Quanto aos curtas, como foram em geral programados nos mesmos horários dos longas, não pude ver muitos. Os que vi, no entanto, confirmam certos caminhos: filmes que optam pela inocência de suas imagens; que colocam em questão sua própria construção como imagem; que partem de uma idéia de encontro; que se constroem na repetição. Nesse embate é evidente o dilema que o cinema contemporâneo nos impõe: vale tudo, tudo é possível, mas será que ainda se pode alguma coisa? Confrontar essa questão é entender que se não há mais uma relação de absoluta hierarquia entre os modos de fazer cinema, se já não podemos confirmar se uma representação é ou não boa por si só, o problema se desloca. Não exatamente como fazer filmes, mas como ser um filme. A prospecção, entretanto, é favorável. A safra recente de curtas metragens brasileiros nos faz prever dias melhores no que concerne não só as expressões artísticas como também as discussões estéticas e narrativas – isto, é claro, se essa geração poder chegar ao longa apesar de todos os já conhecidos obstáculos.

O cinema falado

O CineBH, assim como os seus pares da Universo, é marcado pela importância quase semelhante dada aos filmes e a seminários discutindo os critérios da curadoria e o cinema brasileiro contemporâneo.
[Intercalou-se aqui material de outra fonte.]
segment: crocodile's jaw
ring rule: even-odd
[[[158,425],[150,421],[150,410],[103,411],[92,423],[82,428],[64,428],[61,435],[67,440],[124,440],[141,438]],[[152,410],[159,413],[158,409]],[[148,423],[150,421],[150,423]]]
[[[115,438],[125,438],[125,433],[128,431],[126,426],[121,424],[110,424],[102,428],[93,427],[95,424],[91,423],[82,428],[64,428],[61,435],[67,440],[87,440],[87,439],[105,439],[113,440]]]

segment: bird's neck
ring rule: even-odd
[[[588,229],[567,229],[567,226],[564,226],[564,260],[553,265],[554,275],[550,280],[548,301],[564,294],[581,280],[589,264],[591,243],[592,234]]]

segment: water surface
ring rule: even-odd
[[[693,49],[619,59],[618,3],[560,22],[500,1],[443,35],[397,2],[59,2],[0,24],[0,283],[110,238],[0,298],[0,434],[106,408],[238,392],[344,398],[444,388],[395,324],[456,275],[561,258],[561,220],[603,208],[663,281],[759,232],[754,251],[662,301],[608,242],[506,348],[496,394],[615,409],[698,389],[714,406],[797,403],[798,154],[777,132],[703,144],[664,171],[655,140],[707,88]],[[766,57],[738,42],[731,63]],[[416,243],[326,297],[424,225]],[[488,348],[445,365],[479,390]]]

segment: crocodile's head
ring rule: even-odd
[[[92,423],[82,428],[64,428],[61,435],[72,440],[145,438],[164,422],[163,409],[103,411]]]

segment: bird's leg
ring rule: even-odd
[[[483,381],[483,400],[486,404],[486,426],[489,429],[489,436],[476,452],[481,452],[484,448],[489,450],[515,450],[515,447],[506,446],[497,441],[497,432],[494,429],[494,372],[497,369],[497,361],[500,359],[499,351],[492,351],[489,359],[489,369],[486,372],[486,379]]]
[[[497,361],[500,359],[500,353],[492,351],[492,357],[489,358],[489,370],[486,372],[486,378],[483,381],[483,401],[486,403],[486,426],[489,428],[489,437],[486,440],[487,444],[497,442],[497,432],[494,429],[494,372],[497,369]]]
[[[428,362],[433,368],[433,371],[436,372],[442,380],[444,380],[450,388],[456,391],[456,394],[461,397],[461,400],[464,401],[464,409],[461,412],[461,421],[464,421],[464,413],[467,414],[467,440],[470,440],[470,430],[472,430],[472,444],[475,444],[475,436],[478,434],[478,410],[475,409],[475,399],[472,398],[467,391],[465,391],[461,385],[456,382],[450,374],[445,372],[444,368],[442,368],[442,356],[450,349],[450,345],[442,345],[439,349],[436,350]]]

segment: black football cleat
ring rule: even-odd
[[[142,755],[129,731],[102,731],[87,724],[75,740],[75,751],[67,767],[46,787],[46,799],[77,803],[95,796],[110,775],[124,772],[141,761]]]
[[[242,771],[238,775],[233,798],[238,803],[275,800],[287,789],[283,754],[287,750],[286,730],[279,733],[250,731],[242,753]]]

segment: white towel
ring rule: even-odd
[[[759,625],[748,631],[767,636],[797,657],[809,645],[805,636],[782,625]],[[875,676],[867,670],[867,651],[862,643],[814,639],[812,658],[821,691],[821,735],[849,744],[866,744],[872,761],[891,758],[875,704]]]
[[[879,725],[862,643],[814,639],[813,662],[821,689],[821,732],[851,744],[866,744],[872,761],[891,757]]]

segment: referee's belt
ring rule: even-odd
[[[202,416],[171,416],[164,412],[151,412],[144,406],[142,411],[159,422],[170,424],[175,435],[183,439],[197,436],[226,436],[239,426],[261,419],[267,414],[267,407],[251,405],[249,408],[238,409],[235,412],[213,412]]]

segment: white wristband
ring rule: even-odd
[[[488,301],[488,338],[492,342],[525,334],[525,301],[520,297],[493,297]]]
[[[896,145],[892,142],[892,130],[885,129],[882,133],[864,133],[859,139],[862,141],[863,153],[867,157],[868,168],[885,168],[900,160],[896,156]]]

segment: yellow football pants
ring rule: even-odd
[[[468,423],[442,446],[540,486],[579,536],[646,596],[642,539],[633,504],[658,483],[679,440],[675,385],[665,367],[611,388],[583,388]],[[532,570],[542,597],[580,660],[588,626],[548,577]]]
No caso específico deste ano, as mesas foram elaboradas acerca destes temas: os caminhos da co-produção internacional, as film comissions e o Brasil como cenário para produções estrangeiras, a televisão e seu papel como difusora e fomentadora do cinema nacional, o mercado audiovisual e as políticas públicas brasileiras e francesas. Se a co-produção internacional teve um salto nos últimos anos no Brasil, ela ainda é tímida frente a outras nações. Para se ter uma idéia, nos primeiros sete anos da retomada do cinema brasileiro 15 co-produções foram rodadas, enquanto nos sete seguintes foram realizadas outras 48. É curioso: o cinema brasileiro decorou um discurso mercadológico e industrialista muito forte, mas ainda está totalmente voltado para a produção e não vê o mercado como um conjunto maior. Além disso, quando se discute o mercado, não se trata somente de lucros e contas, mas algo ainda mais fundamental: a circulação do cinema pela sociedade. Este é um debate necessariamente político e cultural.

Neste sentido, a discussão mais acalorada da mostra sem dúvida nenhuma foi sobre as relações entre o cinema e a TV. Curiosamente, os convidados permaneceram quase sempre na defensiva. Sintomático? A mesa trouxe à tona o quão fraca é a legislação brasileira de fomento à aproximação entre cinema e TV quando comparada à da França e as dificuldades que a TV pública encontra para conquistar seu espaço e exercer sua missão cultural. Ou seja: a programação confirmou a importância dessas oportunidades para trocas de experiências entre profissionais de diversos países e o fato da co-produção ser realmente um caminho sem volta para a produção cinematográfica brasileira. E, embora seja visível a necessidade de uma melhor divulgação desses debates (a média de público não chegou a 30 pessoas), me parece muito acertada a aparente premissa em se privilegiar o contato com a platéia e os efeitos que esses encontros podem gerar a médio e longo prazo. Os seminários não são específicos para críticos e jornalistas, muito pelo contrário. A maioria dos presentes sequer passava da casa dos trinta. E isso é um tanto empolgante. Pois o importante é discutir a circulação do filme como um todo. Esse é o debate de quem vive com o cinema e o deseja sempre para mais gente.